Subclassed by lapack::Queue
Public Types
-
using stream_t = void*
Public Functions
-
Queue()
Default constructor. Uses device 0.
-
Queue(int device)
Construct queue for specified device.
- Parameters:
device – [in] Device ID to use
-
Queue(int device, stream_t &stream)
Construct queue with specified device and stream.
- Parameters:
device – [in] Device ID to use
stream – [in] Pre-existing stream to use
-
~Queue()
Destructor. Synchronizes and frees resources.
-
inline int device() const
Get device ID associated with this queue.
- Returns:
Device ID
-
void sync()
Synchronize all operations on this queue.
Blocks until all queued operations complete.
-
inline void *work()
Get pointer to device workspace.
- Returns:
Pointer to device workspace memory
-
template<typename scalar_t>
inline size_t work_size() const Get size of device workspace.
- Template Parameters:
scalar_t – Element type for size calculation
- Returns:
Size of workspace in number of scalar_t elements
-
template<typename scalar_t>
void work_ensure_size(size_t lwork) Ensure device workspace is at least specified size.
Ensures GPU device workspace is of size at least lwork elements of scalar_t, synchronizing and reallocating if needed.
Reallocates if necessary, synchronizing first.
Allocates at least 3 * MaxBatchChunk * sizeof(void*), needed for batch gemm.
- Parameters:
lwork – [in] Minimum workspace size in scalar_t elements
lwork – [in] Minimum size of workspace.
- Template Parameters:
scalar_t – Element type for size calculation
-
void fork(int num_streams = MaxForkSize)
Switch from default stream to parallel streams.
Enables concurrent kernel execution across multiple streams.
- Parameters:
num_streams – [in] Number of parallel streams (default: MaxForkSize)
-
void join()
Switch back to the default stream.
Synchronizes all parallel streams and returns to single-stream mode.
-
void revolve()
Rotate to the next stream in the queue.
Used with fork() to distribute work across parallel streams.

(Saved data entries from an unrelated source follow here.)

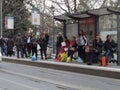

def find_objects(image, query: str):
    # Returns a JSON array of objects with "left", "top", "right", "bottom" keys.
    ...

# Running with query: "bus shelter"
[{"left": 54, "top": 7, "right": 120, "bottom": 64}]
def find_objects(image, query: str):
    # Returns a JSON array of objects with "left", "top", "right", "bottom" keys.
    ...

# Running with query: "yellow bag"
[
  {"left": 60, "top": 53, "right": 67, "bottom": 62},
  {"left": 66, "top": 57, "right": 71, "bottom": 63}
]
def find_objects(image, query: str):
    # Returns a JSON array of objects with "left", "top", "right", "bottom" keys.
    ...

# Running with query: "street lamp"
[
  {"left": 0, "top": 0, "right": 2, "bottom": 38},
  {"left": 50, "top": 5, "right": 55, "bottom": 53}
]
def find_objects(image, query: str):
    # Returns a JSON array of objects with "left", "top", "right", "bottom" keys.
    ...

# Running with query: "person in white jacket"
[{"left": 76, "top": 30, "right": 87, "bottom": 62}]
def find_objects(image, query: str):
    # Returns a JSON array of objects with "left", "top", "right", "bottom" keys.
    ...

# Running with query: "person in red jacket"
[
  {"left": 68, "top": 36, "right": 77, "bottom": 60},
  {"left": 60, "top": 36, "right": 70, "bottom": 53}
]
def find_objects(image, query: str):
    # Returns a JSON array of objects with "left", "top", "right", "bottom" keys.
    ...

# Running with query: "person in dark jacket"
[
  {"left": 6, "top": 36, "right": 14, "bottom": 57},
  {"left": 22, "top": 34, "right": 28, "bottom": 58},
  {"left": 87, "top": 35, "right": 103, "bottom": 65},
  {"left": 55, "top": 33, "right": 63, "bottom": 59},
  {"left": 26, "top": 34, "right": 32, "bottom": 57},
  {"left": 104, "top": 35, "right": 117, "bottom": 63},
  {"left": 0, "top": 38, "right": 6, "bottom": 56},
  {"left": 45, "top": 32, "right": 49, "bottom": 45},
  {"left": 31, "top": 35, "right": 38, "bottom": 59},
  {"left": 15, "top": 33, "right": 23, "bottom": 58},
  {"left": 38, "top": 34, "right": 48, "bottom": 59}
]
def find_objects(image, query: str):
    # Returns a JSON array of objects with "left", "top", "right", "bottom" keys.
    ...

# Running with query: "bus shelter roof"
[
  {"left": 54, "top": 14, "right": 71, "bottom": 21},
  {"left": 54, "top": 7, "right": 120, "bottom": 21}
]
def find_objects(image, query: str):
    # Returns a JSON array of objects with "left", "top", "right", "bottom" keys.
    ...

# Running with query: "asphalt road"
[{"left": 0, "top": 62, "right": 120, "bottom": 90}]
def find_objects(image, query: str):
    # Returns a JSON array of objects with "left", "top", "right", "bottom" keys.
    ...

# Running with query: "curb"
[{"left": 2, "top": 57, "right": 120, "bottom": 79}]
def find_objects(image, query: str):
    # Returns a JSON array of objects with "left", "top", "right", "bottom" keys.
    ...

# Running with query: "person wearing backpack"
[{"left": 15, "top": 33, "right": 23, "bottom": 58}]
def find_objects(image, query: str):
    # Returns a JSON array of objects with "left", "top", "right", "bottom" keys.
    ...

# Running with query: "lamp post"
[
  {"left": 50, "top": 5, "right": 55, "bottom": 53},
  {"left": 0, "top": 0, "right": 2, "bottom": 38}
]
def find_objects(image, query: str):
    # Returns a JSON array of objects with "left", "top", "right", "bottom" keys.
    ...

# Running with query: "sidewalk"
[{"left": 2, "top": 55, "right": 120, "bottom": 79}]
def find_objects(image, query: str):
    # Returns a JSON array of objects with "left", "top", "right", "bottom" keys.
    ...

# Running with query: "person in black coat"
[
  {"left": 26, "top": 34, "right": 32, "bottom": 57},
  {"left": 104, "top": 35, "right": 117, "bottom": 63},
  {"left": 31, "top": 35, "right": 38, "bottom": 59},
  {"left": 87, "top": 35, "right": 103, "bottom": 65},
  {"left": 38, "top": 34, "right": 48, "bottom": 60},
  {"left": 15, "top": 33, "right": 23, "bottom": 58},
  {"left": 6, "top": 36, "right": 14, "bottom": 57},
  {"left": 22, "top": 34, "right": 28, "bottom": 58},
  {"left": 0, "top": 38, "right": 6, "bottom": 56},
  {"left": 55, "top": 33, "right": 63, "bottom": 59}
]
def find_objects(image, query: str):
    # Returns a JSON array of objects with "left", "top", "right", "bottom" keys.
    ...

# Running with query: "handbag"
[
  {"left": 77, "top": 57, "right": 83, "bottom": 63},
  {"left": 69, "top": 47, "right": 75, "bottom": 51},
  {"left": 111, "top": 47, "right": 117, "bottom": 52},
  {"left": 32, "top": 54, "right": 37, "bottom": 61},
  {"left": 85, "top": 46, "right": 90, "bottom": 53},
  {"left": 37, "top": 44, "right": 41, "bottom": 50},
  {"left": 94, "top": 49, "right": 99, "bottom": 53},
  {"left": 27, "top": 37, "right": 31, "bottom": 43},
  {"left": 61, "top": 42, "right": 66, "bottom": 46},
  {"left": 64, "top": 48, "right": 68, "bottom": 51}
]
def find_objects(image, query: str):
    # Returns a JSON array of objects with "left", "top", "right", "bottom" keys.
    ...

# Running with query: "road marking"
[
  {"left": 0, "top": 69, "right": 81, "bottom": 90},
  {"left": 0, "top": 77, "right": 40, "bottom": 90}
]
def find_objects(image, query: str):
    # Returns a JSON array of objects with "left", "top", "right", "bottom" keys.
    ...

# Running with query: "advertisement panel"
[
  {"left": 32, "top": 10, "right": 40, "bottom": 25},
  {"left": 5, "top": 16, "right": 14, "bottom": 29}
]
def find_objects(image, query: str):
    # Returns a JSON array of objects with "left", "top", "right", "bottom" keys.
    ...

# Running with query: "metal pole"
[
  {"left": 52, "top": 10, "right": 55, "bottom": 53},
  {"left": 0, "top": 0, "right": 3, "bottom": 38},
  {"left": 50, "top": 5, "right": 55, "bottom": 53},
  {"left": 74, "top": 0, "right": 77, "bottom": 13},
  {"left": 63, "top": 21, "right": 66, "bottom": 36},
  {"left": 117, "top": 15, "right": 120, "bottom": 65}
]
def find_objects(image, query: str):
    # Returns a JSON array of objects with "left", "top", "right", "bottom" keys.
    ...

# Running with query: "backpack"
[{"left": 15, "top": 37, "right": 22, "bottom": 45}]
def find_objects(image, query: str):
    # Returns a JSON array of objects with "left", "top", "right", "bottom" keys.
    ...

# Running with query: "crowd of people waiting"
[
  {"left": 55, "top": 30, "right": 117, "bottom": 65},
  {"left": 0, "top": 32, "right": 49, "bottom": 60},
  {"left": 0, "top": 30, "right": 117, "bottom": 65}
]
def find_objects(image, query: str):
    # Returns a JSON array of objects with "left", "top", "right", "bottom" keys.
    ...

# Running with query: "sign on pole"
[
  {"left": 32, "top": 9, "right": 40, "bottom": 25},
  {"left": 5, "top": 16, "right": 14, "bottom": 29}
]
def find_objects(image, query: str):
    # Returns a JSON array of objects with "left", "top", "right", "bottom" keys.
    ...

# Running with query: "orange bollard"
[{"left": 102, "top": 56, "right": 106, "bottom": 66}]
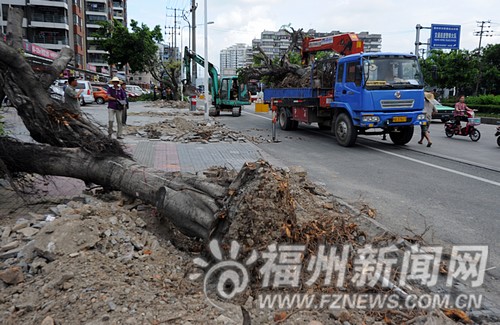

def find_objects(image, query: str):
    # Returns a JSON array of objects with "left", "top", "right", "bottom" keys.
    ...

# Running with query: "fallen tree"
[{"left": 0, "top": 7, "right": 220, "bottom": 239}]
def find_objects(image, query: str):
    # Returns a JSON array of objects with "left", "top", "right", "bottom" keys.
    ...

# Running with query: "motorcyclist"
[{"left": 454, "top": 95, "right": 473, "bottom": 134}]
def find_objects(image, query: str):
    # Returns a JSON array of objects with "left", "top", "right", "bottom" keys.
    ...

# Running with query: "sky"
[{"left": 127, "top": 0, "right": 500, "bottom": 71}]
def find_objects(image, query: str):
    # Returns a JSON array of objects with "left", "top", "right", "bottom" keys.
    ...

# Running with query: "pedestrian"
[
  {"left": 64, "top": 77, "right": 83, "bottom": 110},
  {"left": 106, "top": 76, "right": 127, "bottom": 139},
  {"left": 166, "top": 87, "right": 174, "bottom": 100},
  {"left": 120, "top": 81, "right": 129, "bottom": 125},
  {"left": 418, "top": 92, "right": 437, "bottom": 147}
]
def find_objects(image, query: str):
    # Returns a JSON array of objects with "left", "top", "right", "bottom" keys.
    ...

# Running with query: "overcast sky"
[{"left": 127, "top": 0, "right": 499, "bottom": 70}]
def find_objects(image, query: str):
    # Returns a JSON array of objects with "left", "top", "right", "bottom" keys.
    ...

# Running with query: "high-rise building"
[
  {"left": 252, "top": 29, "right": 292, "bottom": 62},
  {"left": 220, "top": 43, "right": 252, "bottom": 76},
  {"left": 86, "top": 0, "right": 127, "bottom": 75}
]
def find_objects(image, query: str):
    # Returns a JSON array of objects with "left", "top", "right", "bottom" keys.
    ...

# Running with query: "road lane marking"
[
  {"left": 243, "top": 111, "right": 500, "bottom": 187},
  {"left": 243, "top": 111, "right": 273, "bottom": 121},
  {"left": 360, "top": 144, "right": 500, "bottom": 187}
]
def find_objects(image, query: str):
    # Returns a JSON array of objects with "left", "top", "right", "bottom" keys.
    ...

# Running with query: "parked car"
[
  {"left": 126, "top": 85, "right": 144, "bottom": 98},
  {"left": 430, "top": 98, "right": 455, "bottom": 122},
  {"left": 49, "top": 85, "right": 64, "bottom": 102},
  {"left": 92, "top": 86, "right": 109, "bottom": 104},
  {"left": 75, "top": 80, "right": 94, "bottom": 106},
  {"left": 54, "top": 79, "right": 94, "bottom": 106}
]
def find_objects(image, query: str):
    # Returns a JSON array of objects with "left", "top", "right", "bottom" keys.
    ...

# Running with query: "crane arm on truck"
[
  {"left": 301, "top": 33, "right": 364, "bottom": 64},
  {"left": 183, "top": 46, "right": 220, "bottom": 102}
]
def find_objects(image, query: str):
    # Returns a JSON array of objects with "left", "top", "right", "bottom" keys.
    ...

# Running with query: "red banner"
[{"left": 30, "top": 43, "right": 59, "bottom": 60}]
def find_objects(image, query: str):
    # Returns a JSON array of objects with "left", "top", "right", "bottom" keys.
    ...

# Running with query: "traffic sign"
[{"left": 430, "top": 24, "right": 461, "bottom": 49}]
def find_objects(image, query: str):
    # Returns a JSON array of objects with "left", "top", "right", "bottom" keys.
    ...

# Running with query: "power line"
[{"left": 474, "top": 20, "right": 493, "bottom": 51}]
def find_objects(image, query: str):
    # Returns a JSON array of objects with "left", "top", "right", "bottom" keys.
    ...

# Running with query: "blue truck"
[{"left": 264, "top": 34, "right": 427, "bottom": 147}]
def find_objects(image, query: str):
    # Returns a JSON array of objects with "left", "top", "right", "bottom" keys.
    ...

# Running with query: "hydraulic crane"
[{"left": 301, "top": 33, "right": 364, "bottom": 64}]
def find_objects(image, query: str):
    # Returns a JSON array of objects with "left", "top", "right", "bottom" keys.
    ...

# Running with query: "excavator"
[{"left": 183, "top": 47, "right": 250, "bottom": 117}]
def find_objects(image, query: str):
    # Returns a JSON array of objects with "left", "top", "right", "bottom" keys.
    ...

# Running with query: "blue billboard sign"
[{"left": 430, "top": 24, "right": 461, "bottom": 49}]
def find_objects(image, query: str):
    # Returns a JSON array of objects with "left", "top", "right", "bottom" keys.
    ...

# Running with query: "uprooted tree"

Device Memory and Batch Operations
See blaspp/include/blas/device.hh and blaspp/include/blas/batch_common.hh for:
Device Memory Functions:
- device_malloc() - Allocate device memory
- device_free() - Free device memory
- device_memcpy() - Copy between host and device
- device_malloc_pinned() - Allocate pinned host memory
- device_free_pinned() - Free pinned host memory
- get_device_count() - Query number of GPU devices
Batch Operation Validators:
- gemm_check() - Validate batch GEMM parameters
- trsm_check() - Validate batch TRSM parameters
- trmm_check() - Validate batch TRMM parameters
- hemm_check() - Validate batch HEMM parameters
- herk_check() - Validate batch HERK parameters
- symm_check() - Validate batch SYMM parameters
- syrk_check() - Validate batch SYRK parameters
- her2k_check() - Validate batch HER2K parameters
- syr2k_check() - Validate batch SYR2K parameters
All batch operations execute asynchronously on device queues and support CUDA, ROCm/HIP, and SYCL backends.